Jefferson Adams is a freelance writer living in San Francisco. He has covered Health News for http://Examiner.com, and provided health and medical content for http://Sharecare.com. His work has appeared in Antioch Review, Blue Mesa Review, CALIBAN, Hayden's Ferry Review, Huffington Post, the Mississippi Review, and Slate, among others.
Celiac.com 09/28/2010 - Buckwheat-enhanced gluten-free breads taste better than regular gluten-free breads, and have properties that may benefit people with celiac disease, according to a new study.
Moreover, buckwheat-enhanced gluten-free flour could be used to create high quality, antioxidant rich bread products that benefit people with celiac disease and offer new market possibilities, says the team behind the study, M. Wronkowska, D. Zielinska, D. Szawara-Nowak, A. Troszynska, and leader M. Soral-Smietana of the Polish Academy of Sciences.

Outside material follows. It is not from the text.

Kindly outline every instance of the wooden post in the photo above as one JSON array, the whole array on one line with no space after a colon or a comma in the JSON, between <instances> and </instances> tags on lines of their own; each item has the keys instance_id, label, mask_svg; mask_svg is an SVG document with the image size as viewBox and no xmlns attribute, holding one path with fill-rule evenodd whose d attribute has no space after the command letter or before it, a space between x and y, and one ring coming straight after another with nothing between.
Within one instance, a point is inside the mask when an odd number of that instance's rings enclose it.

Soral-Smietana notes that buckwheat's mineral content and antioxidant activity make it ideal for new buckwheat-enhanced gluten-free breads. Buckwheat flour contains high-quality proteins, and is rich in antioxidants and minerals such as, flavonoids, phenolic acids, B vitamins , and carotenoids. Because of these properties, Buckwheat has recently caught the attention of food scientists.
In their study, the research team found that enriching gluten-free flour with 40 per cent buckwheat flour creates gluten-free bread “with more functional components and higher anti-oxidative and reducing capacities,” in addition to offering health benefits to people with celiac disease.
To produce their buckwheat-enhanced gluten-free breads for the study, the team replaced between ten and 40 per cent of corn starch with flour made from common buckwheat Fagopyrum esculentum Moench. Corn starch is a common ingredient in gluten-free breads.
They found that gluten-free bread enhanced with 40 per cent buckwheat flour had the highest antioxidant capacity and reducing capacity, and this was positively correlated with their total phenolic contents. The 40 per cent enhanced bread also demonstrated the highest overall sensory quality when compared to a gluten-free bread control.
The team found that higher buckwheat concentrations made for higher levels of magnesium, phosphorus and potassium. From their results, they concluded that gluten-free bread formulated with 40 per cent buckwheat flour could be developed and dedicated to those people suffering from celiac disease. In addition to being healthier than current gluten-free breads, such bread would also likely taste better, because the “…overall sensory quality of buckwheat enhanced breads was significantly higher than that obtained for gluten-free bread.”